Google Books Reduces its Digitizing and Preservation of old Books while Internet Archive Increases its Efforts at the Same Thing

An article in The Message states that Google is reducing its efforts at digitizing old books. That certainly is a loss for genealogists, historians, and many others. In what appears to be an unrelated move, the Internet Archive is INCREASING its efforts at digitizing old books, adding 1,000 books to the online collection EACH DAY. Perhaps there is hope for genealogists after all.

In 2004, Google Books signaled the company’s intention to scan every known book, partnering with libraries and developing its own book scanner capable of digitizing 1,000 pages per hour. Since then, the company has digitized millions of old books, creating a valuable archive. Google Books is still online, but has curtailed its scanning efforts in recent years, likely discouraged by a decade of legal wrangling still in appeal. The Google Books Blog stopped updating in 2012 and the Twitter account has been dormant since February 2013.

In contrast, the Internet Archive, a non-profit organization, has created one of the world’s largest open collections of digitized books, over 6 million public domain books, and an open library catalog. The digitized books available from the Internet Archive also are available in many more formats than those from any other online service, including PDF, Kindle, EPUB, and more. Of course, you can also read any book simply by displaying it on your screen in a web browser.

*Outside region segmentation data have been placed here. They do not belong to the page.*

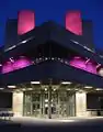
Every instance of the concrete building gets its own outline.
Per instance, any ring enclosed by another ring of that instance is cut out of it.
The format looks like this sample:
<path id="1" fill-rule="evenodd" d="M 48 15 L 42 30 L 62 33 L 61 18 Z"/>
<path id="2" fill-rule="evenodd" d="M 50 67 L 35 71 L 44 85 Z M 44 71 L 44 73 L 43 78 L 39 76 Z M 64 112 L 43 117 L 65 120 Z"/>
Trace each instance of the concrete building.
<path id="1" fill-rule="evenodd" d="M 103 58 L 91 22 L 73 11 L 66 26 L 53 21 L 35 26 L 33 11 L 21 11 L 8 23 L 0 54 L 1 110 L 49 119 L 103 114 Z"/>

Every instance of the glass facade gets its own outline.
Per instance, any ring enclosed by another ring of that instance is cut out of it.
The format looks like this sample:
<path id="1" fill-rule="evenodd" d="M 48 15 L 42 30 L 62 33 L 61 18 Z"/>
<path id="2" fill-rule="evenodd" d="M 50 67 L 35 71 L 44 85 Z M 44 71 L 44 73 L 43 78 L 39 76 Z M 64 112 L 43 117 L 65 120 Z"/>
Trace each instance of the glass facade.
<path id="1" fill-rule="evenodd" d="M 25 91 L 23 114 L 36 118 L 75 117 L 75 92 L 61 88 L 49 89 L 46 87 L 45 89 Z"/>

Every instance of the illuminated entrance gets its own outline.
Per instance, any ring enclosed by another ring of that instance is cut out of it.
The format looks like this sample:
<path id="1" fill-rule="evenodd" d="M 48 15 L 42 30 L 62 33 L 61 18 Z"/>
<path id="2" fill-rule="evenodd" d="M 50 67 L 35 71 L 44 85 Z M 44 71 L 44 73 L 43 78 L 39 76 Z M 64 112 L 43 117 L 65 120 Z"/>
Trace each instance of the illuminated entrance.
<path id="1" fill-rule="evenodd" d="M 42 86 L 24 92 L 23 114 L 36 118 L 76 116 L 75 91 L 56 86 Z"/>

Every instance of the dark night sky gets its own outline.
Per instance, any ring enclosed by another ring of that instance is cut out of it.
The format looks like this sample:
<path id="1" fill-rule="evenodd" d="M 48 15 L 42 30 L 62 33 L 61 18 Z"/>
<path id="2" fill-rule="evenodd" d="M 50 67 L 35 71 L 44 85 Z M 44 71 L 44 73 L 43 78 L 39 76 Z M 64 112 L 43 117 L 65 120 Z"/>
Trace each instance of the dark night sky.
<path id="1" fill-rule="evenodd" d="M 0 45 L 4 41 L 4 25 L 8 18 L 16 18 L 18 11 L 32 9 L 36 13 L 36 25 L 54 20 L 65 24 L 67 10 L 82 11 L 82 18 L 93 21 L 93 36 L 96 47 L 103 48 L 103 1 L 102 0 L 1 0 Z"/>

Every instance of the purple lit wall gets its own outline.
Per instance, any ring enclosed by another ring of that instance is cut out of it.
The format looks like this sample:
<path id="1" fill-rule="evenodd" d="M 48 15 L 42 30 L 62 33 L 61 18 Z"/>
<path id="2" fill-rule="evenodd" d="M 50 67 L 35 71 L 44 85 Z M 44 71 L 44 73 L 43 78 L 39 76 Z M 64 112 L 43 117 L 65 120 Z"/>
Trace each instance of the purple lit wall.
<path id="1" fill-rule="evenodd" d="M 85 69 L 85 61 L 82 59 L 81 57 L 73 57 L 71 61 L 70 61 L 70 65 L 71 66 L 75 66 L 77 68 L 80 68 L 80 69 Z"/>
<path id="2" fill-rule="evenodd" d="M 96 66 L 92 62 L 89 62 L 89 63 L 87 63 L 85 70 L 89 73 L 92 73 L 92 74 L 96 74 Z"/>
<path id="3" fill-rule="evenodd" d="M 26 66 L 31 65 L 31 61 L 25 58 L 25 57 L 21 57 L 20 59 L 15 61 L 15 63 L 13 63 L 13 69 L 20 69 L 20 68 L 24 68 Z"/>
<path id="4" fill-rule="evenodd" d="M 11 62 L 7 62 L 3 66 L 2 66 L 2 74 L 12 72 L 13 67 L 12 67 L 12 63 Z"/>
<path id="5" fill-rule="evenodd" d="M 76 35 L 82 35 L 82 20 L 80 11 L 69 11 L 66 14 L 66 29 Z"/>
<path id="6" fill-rule="evenodd" d="M 34 12 L 30 10 L 23 10 L 19 12 L 18 19 L 18 34 L 22 35 L 30 32 L 35 28 Z"/>
<path id="7" fill-rule="evenodd" d="M 69 62 L 70 66 L 87 70 L 89 73 L 92 74 L 96 74 L 96 65 L 94 65 L 92 62 L 88 62 L 85 63 L 85 59 L 77 56 L 73 57 L 70 62 Z"/>
<path id="8" fill-rule="evenodd" d="M 9 61 L 2 66 L 2 74 L 10 73 L 20 68 L 24 68 L 30 65 L 32 65 L 32 61 L 30 61 L 26 57 L 20 57 L 14 62 Z"/>

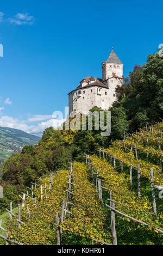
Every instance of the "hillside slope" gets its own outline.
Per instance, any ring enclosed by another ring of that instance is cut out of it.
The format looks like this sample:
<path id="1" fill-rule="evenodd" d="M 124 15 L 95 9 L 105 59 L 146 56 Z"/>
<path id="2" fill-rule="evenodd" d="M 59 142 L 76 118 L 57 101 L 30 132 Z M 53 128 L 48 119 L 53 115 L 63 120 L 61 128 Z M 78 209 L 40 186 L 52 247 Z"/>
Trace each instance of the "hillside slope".
<path id="1" fill-rule="evenodd" d="M 0 127 L 0 161 L 16 151 L 20 151 L 26 145 L 37 144 L 40 138 L 20 130 Z"/>

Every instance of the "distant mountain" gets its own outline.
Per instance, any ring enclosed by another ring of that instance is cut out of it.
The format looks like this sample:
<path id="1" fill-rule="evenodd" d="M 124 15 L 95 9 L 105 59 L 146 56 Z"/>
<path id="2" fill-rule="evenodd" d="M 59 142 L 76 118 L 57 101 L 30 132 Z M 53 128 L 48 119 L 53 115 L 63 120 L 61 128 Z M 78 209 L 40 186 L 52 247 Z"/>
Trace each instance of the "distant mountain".
<path id="1" fill-rule="evenodd" d="M 36 144 L 41 138 L 20 130 L 0 126 L 0 162 L 26 145 Z"/>
<path id="2" fill-rule="evenodd" d="M 43 135 L 43 132 L 35 132 L 30 133 L 32 135 L 35 135 L 35 136 L 40 137 L 40 138 L 42 138 Z"/>

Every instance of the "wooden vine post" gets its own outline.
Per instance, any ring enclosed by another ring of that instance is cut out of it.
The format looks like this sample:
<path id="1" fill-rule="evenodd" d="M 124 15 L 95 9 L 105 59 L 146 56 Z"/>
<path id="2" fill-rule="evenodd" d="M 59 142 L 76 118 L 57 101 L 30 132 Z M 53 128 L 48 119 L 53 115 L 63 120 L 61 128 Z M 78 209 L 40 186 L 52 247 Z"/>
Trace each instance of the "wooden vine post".
<path id="1" fill-rule="evenodd" d="M 55 216 L 56 216 L 56 223 L 57 225 L 59 225 L 59 216 L 58 216 L 58 213 L 57 212 L 55 212 Z M 60 245 L 60 228 L 59 227 L 57 227 L 57 245 Z"/>
<path id="2" fill-rule="evenodd" d="M 41 201 L 43 200 L 43 191 L 42 191 L 42 185 L 41 185 Z"/>
<path id="3" fill-rule="evenodd" d="M 140 163 L 137 164 L 137 193 L 138 197 L 141 198 L 141 188 L 140 188 Z"/>
<path id="4" fill-rule="evenodd" d="M 18 204 L 18 227 L 20 228 L 21 225 L 20 225 L 20 223 L 21 223 L 21 205 Z"/>
<path id="5" fill-rule="evenodd" d="M 112 208 L 115 209 L 115 204 L 111 203 Z M 115 212 L 113 210 L 111 210 L 111 229 L 112 235 L 112 243 L 114 245 L 117 245 L 117 235 L 115 224 Z"/>
<path id="6" fill-rule="evenodd" d="M 151 191 L 152 196 L 152 201 L 153 205 L 153 212 L 154 214 L 156 214 L 156 206 L 155 202 L 155 197 L 154 193 L 154 176 L 153 176 L 153 168 L 151 168 Z"/>
<path id="7" fill-rule="evenodd" d="M 133 165 L 132 164 L 131 164 L 130 166 L 130 179 L 131 186 L 132 188 L 133 187 Z"/>

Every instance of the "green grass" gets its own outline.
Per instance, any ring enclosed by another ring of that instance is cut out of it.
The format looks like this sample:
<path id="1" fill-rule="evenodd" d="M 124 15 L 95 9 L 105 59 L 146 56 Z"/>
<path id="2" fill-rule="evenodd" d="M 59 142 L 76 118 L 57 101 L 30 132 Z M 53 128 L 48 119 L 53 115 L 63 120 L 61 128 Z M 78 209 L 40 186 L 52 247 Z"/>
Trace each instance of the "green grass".
<path id="1" fill-rule="evenodd" d="M 16 214 L 18 212 L 18 207 L 14 208 L 12 211 L 14 214 Z M 8 211 L 2 214 L 2 215 L 0 215 L 0 220 L 2 220 L 2 228 L 5 228 L 5 220 L 8 217 L 9 217 L 9 212 Z M 2 230 L 2 229 L 0 229 L 0 234 L 4 235 L 5 234 L 5 232 L 4 230 Z"/>

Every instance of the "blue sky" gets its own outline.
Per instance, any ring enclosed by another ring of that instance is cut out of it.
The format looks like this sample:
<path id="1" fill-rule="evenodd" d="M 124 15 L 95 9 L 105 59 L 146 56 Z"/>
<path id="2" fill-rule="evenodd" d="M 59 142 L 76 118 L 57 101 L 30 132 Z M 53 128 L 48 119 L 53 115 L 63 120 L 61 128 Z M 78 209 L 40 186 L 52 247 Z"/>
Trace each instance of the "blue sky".
<path id="1" fill-rule="evenodd" d="M 114 50 L 127 76 L 163 42 L 163 3 L 15 0 L 0 9 L 0 126 L 42 131 L 85 76 L 102 77 Z M 5 101 L 7 101 L 5 102 Z"/>

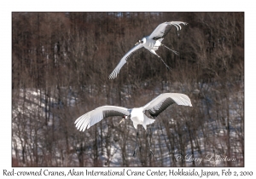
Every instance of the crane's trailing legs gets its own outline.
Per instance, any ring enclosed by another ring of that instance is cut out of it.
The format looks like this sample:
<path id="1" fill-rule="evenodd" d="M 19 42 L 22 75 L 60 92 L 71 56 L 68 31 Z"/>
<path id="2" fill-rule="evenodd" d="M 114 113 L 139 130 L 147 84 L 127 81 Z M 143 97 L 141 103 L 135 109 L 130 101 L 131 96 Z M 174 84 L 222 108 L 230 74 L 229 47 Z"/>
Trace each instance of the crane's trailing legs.
<path id="1" fill-rule="evenodd" d="M 178 55 L 178 52 L 177 51 L 175 51 L 173 49 L 171 49 L 170 48 L 166 47 L 166 45 L 164 45 L 163 43 L 161 43 L 161 46 L 164 46 L 165 48 L 166 48 L 167 49 L 172 51 L 174 54 L 176 54 L 177 55 Z"/>
<path id="2" fill-rule="evenodd" d="M 135 142 L 135 148 L 134 148 L 134 152 L 133 152 L 133 157 L 136 157 L 137 154 L 137 136 L 138 136 L 138 131 L 137 130 L 137 135 L 136 135 L 136 142 Z"/>
<path id="3" fill-rule="evenodd" d="M 150 137 L 149 137 L 148 130 L 147 130 L 147 138 L 148 138 L 148 146 L 149 146 L 149 152 L 150 152 L 149 156 L 151 156 L 151 155 L 154 156 L 154 153 L 153 153 L 153 151 L 151 150 Z"/>
<path id="4" fill-rule="evenodd" d="M 164 60 L 163 60 L 160 55 L 157 55 L 157 56 L 158 56 L 158 58 L 160 58 L 160 59 L 163 61 L 163 63 L 166 65 L 166 68 L 167 68 L 168 70 L 170 70 L 169 66 L 167 66 L 167 64 L 164 61 Z"/>

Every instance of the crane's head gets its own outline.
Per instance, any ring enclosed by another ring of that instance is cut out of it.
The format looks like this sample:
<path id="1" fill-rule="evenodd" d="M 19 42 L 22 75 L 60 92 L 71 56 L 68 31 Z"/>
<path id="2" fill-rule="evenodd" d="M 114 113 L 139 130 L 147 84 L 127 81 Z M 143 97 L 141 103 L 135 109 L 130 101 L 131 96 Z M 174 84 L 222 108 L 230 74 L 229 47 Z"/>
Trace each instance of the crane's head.
<path id="1" fill-rule="evenodd" d="M 135 43 L 135 45 L 137 45 L 139 43 L 146 43 L 146 38 L 143 38 L 142 40 L 137 41 L 137 43 Z"/>
<path id="2" fill-rule="evenodd" d="M 123 116 L 123 118 L 122 118 L 122 120 L 119 122 L 119 124 L 121 124 L 122 122 L 124 122 L 125 121 L 125 119 L 127 119 L 128 118 L 128 116 Z"/>

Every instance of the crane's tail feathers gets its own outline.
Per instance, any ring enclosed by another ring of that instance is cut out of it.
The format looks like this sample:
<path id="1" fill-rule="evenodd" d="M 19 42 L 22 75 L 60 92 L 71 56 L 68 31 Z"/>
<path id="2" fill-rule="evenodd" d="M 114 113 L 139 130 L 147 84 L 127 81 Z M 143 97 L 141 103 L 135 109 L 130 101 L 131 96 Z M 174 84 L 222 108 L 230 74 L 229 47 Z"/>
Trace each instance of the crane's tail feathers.
<path id="1" fill-rule="evenodd" d="M 171 49 L 170 48 L 166 47 L 166 45 L 164 45 L 163 43 L 161 43 L 162 46 L 164 46 L 165 48 L 166 48 L 167 49 L 172 51 L 174 54 L 176 54 L 177 55 L 178 55 L 178 52 L 177 51 L 175 51 L 173 49 Z"/>
<path id="2" fill-rule="evenodd" d="M 181 30 L 182 27 L 179 24 L 183 24 L 183 25 L 187 25 L 188 23 L 187 22 L 182 22 L 182 21 L 172 21 L 172 22 L 169 22 L 171 25 L 173 25 L 174 26 L 176 26 L 177 30 Z"/>

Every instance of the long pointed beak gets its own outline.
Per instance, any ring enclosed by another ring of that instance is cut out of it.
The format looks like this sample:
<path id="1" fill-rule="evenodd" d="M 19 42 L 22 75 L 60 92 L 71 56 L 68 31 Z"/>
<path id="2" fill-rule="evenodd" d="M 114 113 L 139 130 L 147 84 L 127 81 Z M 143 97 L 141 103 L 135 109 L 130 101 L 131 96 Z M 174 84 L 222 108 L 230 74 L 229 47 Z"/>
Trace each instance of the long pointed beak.
<path id="1" fill-rule="evenodd" d="M 122 120 L 119 122 L 119 124 L 125 121 L 125 118 L 122 118 Z"/>

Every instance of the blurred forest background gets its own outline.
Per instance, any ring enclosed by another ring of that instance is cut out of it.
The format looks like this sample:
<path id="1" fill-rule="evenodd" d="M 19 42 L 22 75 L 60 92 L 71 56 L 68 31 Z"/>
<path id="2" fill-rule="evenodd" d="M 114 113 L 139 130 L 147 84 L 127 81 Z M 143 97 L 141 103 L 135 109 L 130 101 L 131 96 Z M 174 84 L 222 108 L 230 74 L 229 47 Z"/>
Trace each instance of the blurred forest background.
<path id="1" fill-rule="evenodd" d="M 137 40 L 172 20 L 189 24 L 163 40 L 179 55 L 156 51 L 171 71 L 143 49 L 108 79 Z M 148 127 L 154 157 L 142 126 L 132 157 L 131 120 L 75 128 L 96 107 L 142 107 L 165 92 L 193 107 L 172 106 Z M 12 165 L 244 166 L 244 13 L 13 13 Z"/>

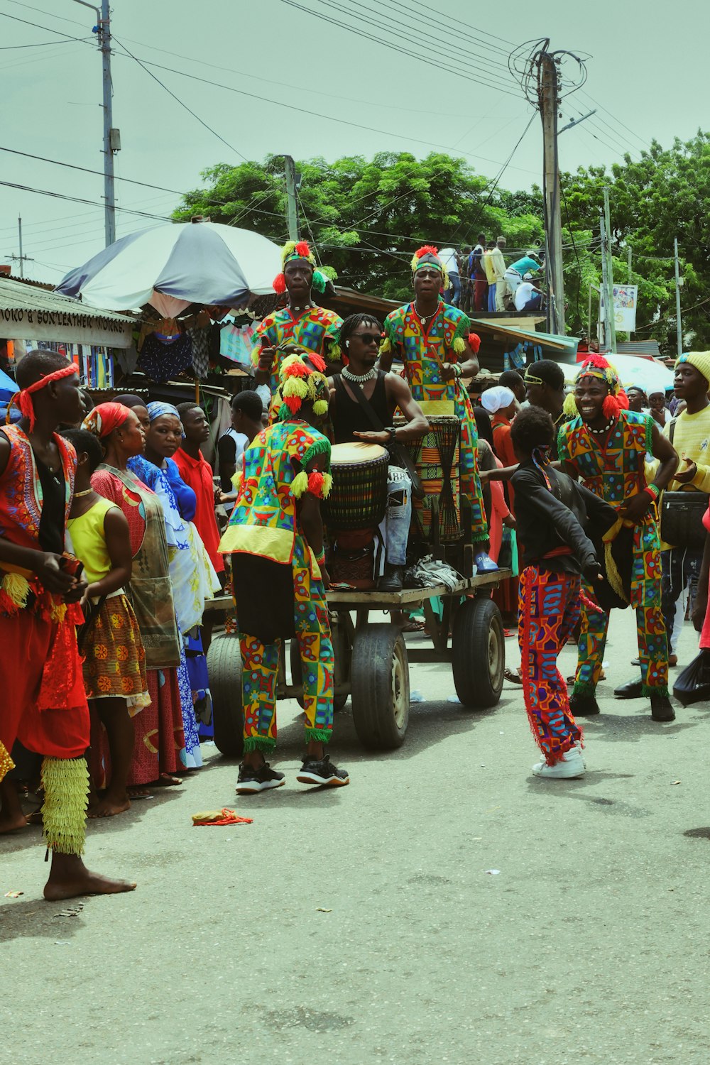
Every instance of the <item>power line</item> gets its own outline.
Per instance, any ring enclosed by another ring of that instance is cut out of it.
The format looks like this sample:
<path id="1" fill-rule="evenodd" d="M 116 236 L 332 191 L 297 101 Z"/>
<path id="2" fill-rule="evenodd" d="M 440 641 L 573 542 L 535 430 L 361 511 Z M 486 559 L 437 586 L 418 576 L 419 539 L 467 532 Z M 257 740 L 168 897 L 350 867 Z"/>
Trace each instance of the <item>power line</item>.
<path id="1" fill-rule="evenodd" d="M 321 21 L 330 22 L 333 26 L 339 26 L 341 29 L 347 30 L 349 33 L 356 33 L 358 34 L 358 36 L 366 37 L 368 40 L 374 40 L 376 44 L 382 45 L 390 51 L 401 52 L 402 55 L 409 55 L 412 59 L 419 61 L 430 61 L 429 56 L 422 55 L 418 52 L 410 51 L 408 48 L 400 48 L 398 45 L 394 44 L 391 40 L 382 40 L 380 37 L 376 37 L 371 33 L 367 33 L 364 30 L 358 30 L 357 28 L 349 26 L 347 22 L 341 22 L 337 19 L 332 18 L 330 15 L 324 15 L 318 12 L 311 11 L 309 7 L 304 7 L 302 4 L 296 3 L 296 0 L 281 0 L 281 2 L 287 4 L 290 7 L 296 7 L 299 11 L 303 11 L 306 12 L 307 15 L 312 15 L 314 18 L 320 19 Z M 328 3 L 328 2 L 329 0 L 321 0 L 321 3 Z M 336 6 L 336 5 L 329 4 L 329 6 Z M 341 11 L 342 9 L 336 7 L 336 10 Z M 456 63 L 455 56 L 450 54 L 445 54 L 445 58 L 450 60 L 452 64 Z M 466 75 L 462 70 L 457 70 L 455 66 L 452 66 L 452 68 L 448 72 L 456 75 L 457 78 L 463 78 L 465 81 L 473 81 L 476 82 L 476 84 L 486 84 L 485 82 L 483 82 L 480 76 L 473 77 L 470 75 Z M 506 88 L 500 88 L 497 85 L 491 85 L 490 87 L 496 88 L 499 93 L 508 93 L 509 96 L 515 96 L 515 93 L 509 92 Z"/>

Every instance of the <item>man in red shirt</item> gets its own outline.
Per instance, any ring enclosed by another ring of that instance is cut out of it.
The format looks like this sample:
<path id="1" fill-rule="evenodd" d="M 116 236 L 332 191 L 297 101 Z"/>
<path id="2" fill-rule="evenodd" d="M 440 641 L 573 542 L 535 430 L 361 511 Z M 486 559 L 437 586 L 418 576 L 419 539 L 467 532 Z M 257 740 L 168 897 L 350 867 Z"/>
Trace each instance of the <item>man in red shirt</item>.
<path id="1" fill-rule="evenodd" d="M 212 466 L 202 457 L 200 444 L 210 439 L 210 424 L 201 407 L 193 403 L 181 403 L 178 411 L 182 421 L 184 439 L 182 446 L 172 456 L 180 476 L 197 496 L 197 509 L 193 519 L 202 538 L 210 560 L 218 574 L 225 572 L 225 560 L 217 551 L 219 530 L 214 515 L 214 482 Z"/>

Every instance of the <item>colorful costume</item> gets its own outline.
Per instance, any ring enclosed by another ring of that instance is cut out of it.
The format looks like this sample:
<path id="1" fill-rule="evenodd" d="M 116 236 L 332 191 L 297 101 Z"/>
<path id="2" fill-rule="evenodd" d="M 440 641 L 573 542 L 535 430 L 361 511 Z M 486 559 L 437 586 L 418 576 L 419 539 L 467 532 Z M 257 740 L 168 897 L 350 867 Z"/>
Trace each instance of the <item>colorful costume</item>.
<path id="1" fill-rule="evenodd" d="M 293 367 L 296 373 L 288 377 Z M 284 360 L 279 390 L 283 421 L 263 429 L 246 448 L 236 504 L 219 544 L 232 555 L 245 751 L 276 746 L 276 678 L 284 637 L 298 641 L 307 741 L 328 742 L 333 727 L 333 646 L 326 592 L 297 507 L 306 492 L 323 498 L 330 491 L 330 443 L 290 413 L 306 398 L 302 391 L 312 391 L 314 378 L 327 395 L 321 374 L 307 370 L 298 356 Z M 327 410 L 327 402 L 315 398 L 316 414 L 320 404 Z M 313 469 L 314 460 L 325 473 Z"/>
<path id="2" fill-rule="evenodd" d="M 288 241 L 281 249 L 281 262 L 284 267 L 286 263 L 297 259 L 302 259 L 314 267 L 313 288 L 316 292 L 325 292 L 327 277 L 320 271 L 315 269 L 315 256 L 306 241 L 298 243 Z M 274 290 L 283 293 L 285 289 L 285 278 L 283 274 L 279 274 L 274 281 Z M 279 387 L 281 363 L 287 355 L 283 348 L 288 344 L 298 344 L 307 351 L 314 351 L 329 361 L 337 362 L 341 357 L 337 338 L 342 325 L 343 320 L 334 311 L 328 311 L 325 307 L 316 307 L 313 304 L 308 307 L 294 308 L 293 311 L 290 307 L 284 307 L 264 318 L 257 328 L 257 344 L 251 353 L 251 361 L 255 368 L 259 365 L 262 348 L 276 348 L 269 379 L 273 396 L 276 395 Z"/>
<path id="3" fill-rule="evenodd" d="M 19 394 L 20 410 L 31 423 L 30 393 L 72 373 L 76 367 L 68 366 Z M 36 460 L 19 425 L 3 426 L 2 432 L 11 453 L 0 476 L 0 535 L 19 546 L 62 554 L 76 452 L 54 435 L 62 461 L 61 474 L 55 475 Z M 0 780 L 13 768 L 10 751 L 16 739 L 44 755 L 45 841 L 60 853 L 81 854 L 88 792 L 84 752 L 89 743 L 76 634 L 83 615 L 78 604 L 65 604 L 29 571 L 4 562 L 0 574 Z"/>
<path id="4" fill-rule="evenodd" d="M 596 359 L 606 365 L 606 360 Z M 610 381 L 609 372 L 604 367 L 595 368 L 594 363 L 582 365 L 578 379 L 584 376 L 599 377 L 607 381 L 610 389 L 618 389 L 615 376 L 612 374 Z M 610 392 L 607 400 L 610 398 L 616 397 Z M 606 408 L 607 400 L 605 414 L 615 416 L 616 421 L 606 442 L 590 432 L 581 417 L 577 416 L 561 427 L 558 450 L 560 460 L 567 463 L 590 491 L 618 510 L 647 486 L 644 466 L 646 452 L 651 450 L 654 422 L 647 414 L 623 410 L 618 405 L 614 413 L 612 408 Z M 568 412 L 568 407 L 566 410 Z M 591 695 L 601 672 L 609 615 L 598 607 L 591 587 L 585 586 L 584 592 L 591 605 L 584 605 L 581 613 L 574 692 Z M 633 526 L 630 603 L 637 615 L 643 693 L 667 695 L 668 654 L 661 611 L 661 557 L 653 507 Z"/>
<path id="5" fill-rule="evenodd" d="M 418 258 L 415 257 L 415 268 L 435 265 L 442 271 L 443 282 L 446 284 L 445 267 L 437 256 L 427 251 Z M 443 362 L 459 362 L 459 356 L 465 350 L 465 340 L 469 332 L 470 322 L 463 311 L 442 300 L 426 325 L 416 313 L 415 304 L 406 304 L 392 311 L 384 320 L 385 339 L 380 351 L 382 354 L 392 351 L 402 360 L 412 395 L 423 406 L 425 414 L 450 413 L 461 422 L 459 452 L 461 494 L 466 495 L 470 503 L 472 540 L 476 543 L 489 539 L 476 461 L 478 445 L 476 419 L 460 375 L 450 381 L 445 381 L 441 368 Z M 433 407 L 433 403 L 437 404 L 437 407 Z"/>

The Internet Archive has also digitized 1.9 million videos, home movies, and 4,000 public-domain feature films. It has also added 2.3 million audio recordings, including over 74,000 radio broadcasts, 13,000 78rpm records, and 1.7 million Creative Commons-licensed audio recordings, more than 137,000 concert recordings, nearly 10,000 from the Grateful Dead alone. Other items added to the FREE online archives include more than 10,000 audiobooks from LibriVox, 668,000 news broadcasts with full-text search, and the largest collection of historical software in the world.

The Internet Archive also offers scanning services. The non-profit offers FREE and open access to scan complete print collections in 33 scanning centers, with 1,500 books scanned daily. Best of all, the scanning of books is performed in a non-destructive manner. That means there is no need to cut the bindings off the books before scanning. The Internet Archive either operates or partners with 33 scanning centers on 5 continents.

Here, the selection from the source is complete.